IMHO suspected psychosis and homicidal thinking is enough for a hold and from there it should be considered. A building crescendo of paranoia too should be in and of itself grounds for at least a hold. The risk is hurting the therapeutic alliance.
Whopper - thanks so much for your informative post! I'm just responding - not disagreeing. I've seen Resnick talk about mounting paranoia. But do you think there are actually any US states where "a building crescendo of paranoia" is grounds for more than say, a 72 hour hold? A 72 hour hold sounds great until you realize that, unlike Resnick, you actually treat lots of general psychiatry patients, and those patients are yours even after the 72 hour hold expires. (Or else you've just passed the liability onto someone else - an inpatient doc, or a judge somewhere - ok fine. Is psychiatry about passing on liability? Is that all we do? We put people on holds even though we don't have cures for their problems?)
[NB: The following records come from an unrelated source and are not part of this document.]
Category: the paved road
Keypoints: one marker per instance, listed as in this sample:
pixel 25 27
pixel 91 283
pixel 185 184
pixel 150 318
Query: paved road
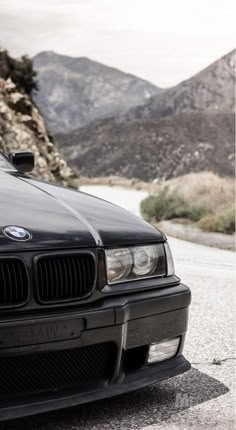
pixel 202 398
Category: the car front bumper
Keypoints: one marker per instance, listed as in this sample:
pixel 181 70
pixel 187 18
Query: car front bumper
pixel 131 322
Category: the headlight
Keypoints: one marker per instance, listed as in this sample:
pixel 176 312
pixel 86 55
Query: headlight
pixel 125 264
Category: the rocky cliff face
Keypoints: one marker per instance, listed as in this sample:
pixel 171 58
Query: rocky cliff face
pixel 22 128
pixel 74 92
pixel 211 90
pixel 188 128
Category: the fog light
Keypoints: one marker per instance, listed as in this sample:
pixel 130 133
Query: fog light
pixel 163 350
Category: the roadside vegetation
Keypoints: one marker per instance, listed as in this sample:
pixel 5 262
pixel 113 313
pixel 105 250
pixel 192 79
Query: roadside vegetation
pixel 203 198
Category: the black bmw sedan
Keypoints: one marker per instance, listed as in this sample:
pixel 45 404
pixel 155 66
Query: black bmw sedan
pixel 90 306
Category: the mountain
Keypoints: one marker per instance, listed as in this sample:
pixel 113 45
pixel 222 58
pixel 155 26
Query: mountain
pixel 188 128
pixel 211 90
pixel 22 126
pixel 73 92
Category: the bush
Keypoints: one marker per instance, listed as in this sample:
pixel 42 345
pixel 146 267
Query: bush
pixel 223 222
pixel 168 205
pixel 20 71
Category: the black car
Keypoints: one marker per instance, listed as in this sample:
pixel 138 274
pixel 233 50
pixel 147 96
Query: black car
pixel 90 306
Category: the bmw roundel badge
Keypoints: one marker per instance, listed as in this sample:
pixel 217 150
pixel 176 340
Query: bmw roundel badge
pixel 17 233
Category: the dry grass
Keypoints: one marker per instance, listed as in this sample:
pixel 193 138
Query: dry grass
pixel 205 189
pixel 201 188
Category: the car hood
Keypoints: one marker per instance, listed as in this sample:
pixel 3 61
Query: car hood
pixel 63 218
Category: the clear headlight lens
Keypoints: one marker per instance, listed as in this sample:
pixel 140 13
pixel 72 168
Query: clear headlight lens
pixel 145 260
pixel 169 260
pixel 119 264
pixel 124 264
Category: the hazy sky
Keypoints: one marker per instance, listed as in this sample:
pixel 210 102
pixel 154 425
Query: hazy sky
pixel 164 41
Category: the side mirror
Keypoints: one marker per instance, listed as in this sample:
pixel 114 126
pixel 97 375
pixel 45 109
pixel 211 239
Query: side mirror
pixel 23 161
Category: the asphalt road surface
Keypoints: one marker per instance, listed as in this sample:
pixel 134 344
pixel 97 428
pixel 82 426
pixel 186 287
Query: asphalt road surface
pixel 204 397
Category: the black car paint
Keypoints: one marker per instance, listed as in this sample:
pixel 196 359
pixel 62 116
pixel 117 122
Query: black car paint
pixel 132 314
pixel 59 217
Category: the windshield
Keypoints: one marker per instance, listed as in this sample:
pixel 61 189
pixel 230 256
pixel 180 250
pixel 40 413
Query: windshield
pixel 4 164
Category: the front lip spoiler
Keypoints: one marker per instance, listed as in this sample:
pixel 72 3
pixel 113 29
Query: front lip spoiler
pixel 139 379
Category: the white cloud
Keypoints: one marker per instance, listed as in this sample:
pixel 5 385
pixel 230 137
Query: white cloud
pixel 162 41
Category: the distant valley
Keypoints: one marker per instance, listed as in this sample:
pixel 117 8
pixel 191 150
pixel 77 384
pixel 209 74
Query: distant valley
pixel 188 128
pixel 74 92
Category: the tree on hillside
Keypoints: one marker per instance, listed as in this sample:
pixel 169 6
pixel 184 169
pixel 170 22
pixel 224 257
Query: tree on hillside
pixel 20 71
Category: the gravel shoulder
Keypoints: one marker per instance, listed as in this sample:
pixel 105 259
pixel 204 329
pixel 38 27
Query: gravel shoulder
pixel 194 234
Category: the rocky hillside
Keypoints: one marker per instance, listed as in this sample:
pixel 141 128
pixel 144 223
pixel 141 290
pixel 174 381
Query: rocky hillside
pixel 73 92
pixel 211 90
pixel 188 128
pixel 22 128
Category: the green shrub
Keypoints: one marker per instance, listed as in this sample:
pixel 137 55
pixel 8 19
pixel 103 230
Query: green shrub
pixel 166 205
pixel 223 222
pixel 20 71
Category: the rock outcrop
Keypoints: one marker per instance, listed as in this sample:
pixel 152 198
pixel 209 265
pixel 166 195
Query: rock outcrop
pixel 22 128
pixel 189 128
pixel 74 92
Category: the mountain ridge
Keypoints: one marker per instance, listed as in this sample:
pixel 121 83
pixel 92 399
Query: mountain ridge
pixel 76 91
pixel 187 128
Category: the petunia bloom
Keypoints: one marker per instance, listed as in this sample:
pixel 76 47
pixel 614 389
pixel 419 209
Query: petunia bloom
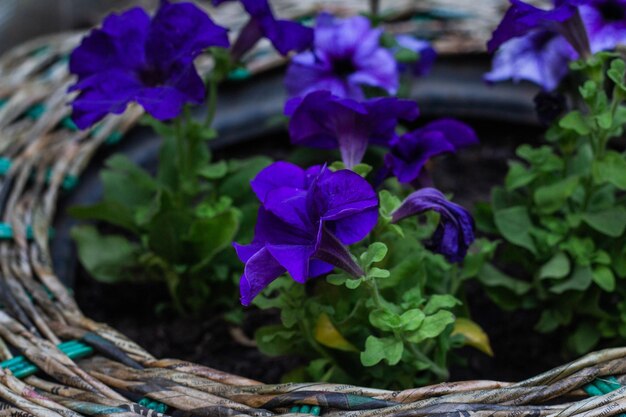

Is it even helpful to put people on 72 hour holds on the basis of a single diagnostic feature, i.e. paranoia? Psychiatry is not Beethoven, after all. A crescendo is not naturally followed by anything in psychiatry. None of us knows when or where a crescendo of paranoia will peak. And people can be paranoid over all manner of things, including neighborhood disputes, marital infidelity, politics, etc.
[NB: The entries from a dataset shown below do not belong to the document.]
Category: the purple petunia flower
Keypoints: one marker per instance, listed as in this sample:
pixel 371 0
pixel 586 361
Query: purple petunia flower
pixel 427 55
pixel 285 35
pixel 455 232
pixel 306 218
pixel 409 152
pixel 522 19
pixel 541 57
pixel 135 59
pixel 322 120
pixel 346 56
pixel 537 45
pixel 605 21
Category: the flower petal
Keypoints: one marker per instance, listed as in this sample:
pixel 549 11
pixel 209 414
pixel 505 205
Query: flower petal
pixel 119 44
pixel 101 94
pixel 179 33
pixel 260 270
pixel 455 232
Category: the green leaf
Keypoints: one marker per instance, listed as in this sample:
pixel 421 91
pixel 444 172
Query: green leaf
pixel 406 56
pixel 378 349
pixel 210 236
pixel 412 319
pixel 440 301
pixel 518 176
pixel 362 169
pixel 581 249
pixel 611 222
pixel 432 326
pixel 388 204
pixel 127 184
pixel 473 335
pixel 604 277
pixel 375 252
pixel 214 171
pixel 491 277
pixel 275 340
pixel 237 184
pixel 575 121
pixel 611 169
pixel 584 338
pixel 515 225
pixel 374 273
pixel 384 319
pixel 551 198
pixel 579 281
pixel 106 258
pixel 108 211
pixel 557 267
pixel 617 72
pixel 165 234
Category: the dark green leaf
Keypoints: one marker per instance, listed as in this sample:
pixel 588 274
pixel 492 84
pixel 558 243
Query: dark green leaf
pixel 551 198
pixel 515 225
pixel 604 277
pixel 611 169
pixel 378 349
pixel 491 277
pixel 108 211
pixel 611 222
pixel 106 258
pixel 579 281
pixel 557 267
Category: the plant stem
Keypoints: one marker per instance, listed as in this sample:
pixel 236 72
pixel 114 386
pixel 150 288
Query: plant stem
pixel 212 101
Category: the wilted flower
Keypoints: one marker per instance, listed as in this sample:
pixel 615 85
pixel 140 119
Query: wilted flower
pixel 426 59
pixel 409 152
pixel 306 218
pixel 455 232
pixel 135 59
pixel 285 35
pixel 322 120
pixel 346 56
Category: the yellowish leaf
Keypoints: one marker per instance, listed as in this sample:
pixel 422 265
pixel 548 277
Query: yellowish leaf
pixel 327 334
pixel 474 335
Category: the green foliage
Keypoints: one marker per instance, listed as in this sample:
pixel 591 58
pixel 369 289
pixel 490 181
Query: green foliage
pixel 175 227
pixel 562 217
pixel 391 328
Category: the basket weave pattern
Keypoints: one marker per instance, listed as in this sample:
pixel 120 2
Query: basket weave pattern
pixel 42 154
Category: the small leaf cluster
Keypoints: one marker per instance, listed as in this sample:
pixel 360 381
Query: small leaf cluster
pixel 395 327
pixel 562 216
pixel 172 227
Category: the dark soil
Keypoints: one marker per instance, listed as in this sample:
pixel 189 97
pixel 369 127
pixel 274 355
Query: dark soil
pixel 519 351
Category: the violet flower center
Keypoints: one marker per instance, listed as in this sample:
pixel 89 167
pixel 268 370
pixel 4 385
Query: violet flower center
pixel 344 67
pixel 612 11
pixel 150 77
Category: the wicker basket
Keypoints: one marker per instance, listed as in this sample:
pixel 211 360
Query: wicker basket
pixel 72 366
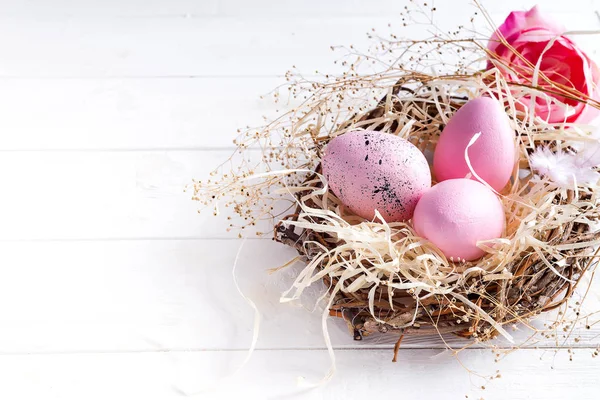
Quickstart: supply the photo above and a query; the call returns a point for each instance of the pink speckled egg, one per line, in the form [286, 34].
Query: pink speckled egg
[370, 171]
[455, 214]
[492, 156]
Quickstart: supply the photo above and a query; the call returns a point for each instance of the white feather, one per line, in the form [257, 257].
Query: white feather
[568, 169]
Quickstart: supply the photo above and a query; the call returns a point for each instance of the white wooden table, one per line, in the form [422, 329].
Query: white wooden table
[112, 287]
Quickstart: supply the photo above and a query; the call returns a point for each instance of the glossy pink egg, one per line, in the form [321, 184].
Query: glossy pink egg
[370, 171]
[457, 213]
[492, 156]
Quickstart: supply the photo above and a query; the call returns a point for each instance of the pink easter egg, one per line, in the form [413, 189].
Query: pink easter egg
[456, 214]
[369, 170]
[492, 156]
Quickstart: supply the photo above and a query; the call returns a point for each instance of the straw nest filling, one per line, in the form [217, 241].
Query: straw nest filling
[380, 276]
[383, 278]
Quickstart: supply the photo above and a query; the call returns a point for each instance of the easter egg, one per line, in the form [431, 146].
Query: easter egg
[492, 156]
[456, 214]
[369, 170]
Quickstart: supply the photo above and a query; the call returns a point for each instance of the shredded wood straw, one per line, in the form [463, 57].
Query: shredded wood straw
[381, 276]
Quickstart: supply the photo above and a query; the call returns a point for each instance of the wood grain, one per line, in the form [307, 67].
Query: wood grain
[275, 375]
[113, 287]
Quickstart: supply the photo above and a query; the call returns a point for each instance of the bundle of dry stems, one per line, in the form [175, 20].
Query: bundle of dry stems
[382, 277]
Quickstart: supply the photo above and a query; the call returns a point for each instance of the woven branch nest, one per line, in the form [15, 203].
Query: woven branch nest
[478, 306]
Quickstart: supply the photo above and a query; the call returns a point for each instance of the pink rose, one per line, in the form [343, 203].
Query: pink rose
[530, 33]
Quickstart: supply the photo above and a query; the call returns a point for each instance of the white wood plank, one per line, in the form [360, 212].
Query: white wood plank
[422, 374]
[161, 113]
[177, 295]
[211, 8]
[96, 46]
[90, 195]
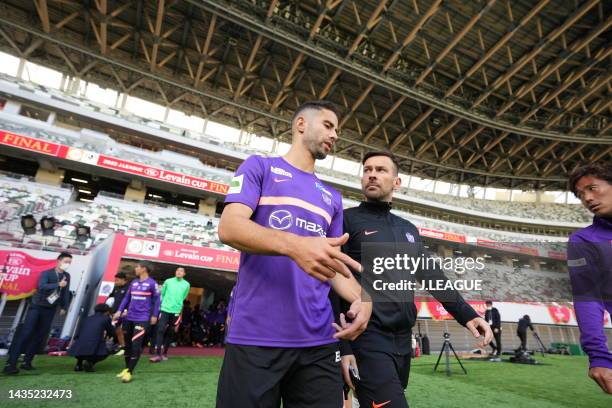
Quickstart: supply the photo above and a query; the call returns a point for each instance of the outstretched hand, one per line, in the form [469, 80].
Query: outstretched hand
[479, 327]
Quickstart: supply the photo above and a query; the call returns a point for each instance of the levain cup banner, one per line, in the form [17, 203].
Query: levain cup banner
[19, 273]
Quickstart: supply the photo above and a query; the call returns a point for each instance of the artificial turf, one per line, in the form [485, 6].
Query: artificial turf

If you compare paranoia to chest pain, you can see the problem. Many if not most fatal MIs are preceded by mounting chest pain. The diagnosis is aided if there are related quantifiable features such as elevated BP, cholesterol levels, a family or smoking history, etc. But certainly not all mounting chest pain is indicative of a coming MI. Chest pain can be musculoskeletal, or a PE, or GI related. If everyone with mounting chest pain were subjected to catheterization, many people would be harmed unnecessarily. The parallel in Resnick's paranoia model is that many people will be unnecessarily detained (which damages their personal and family lives and professional reputations even if we tend to ignore this ugly fact about 72 hour holds.) See my point? What would Resnick say about that basic problem of predictive probability which exists throughout all medicine? Does he accept that it's ok for us in psychiatry to have a lower level of predictive probability? Because I'm pretty sure we do.
As far as quoting him in court - I'm impressed that you do that. In my opinion, he is not the standard of care in general psychiatry - he is the standard of excellence in the forensic world. Most probate court judges I've encountered wouldn't even know who he is!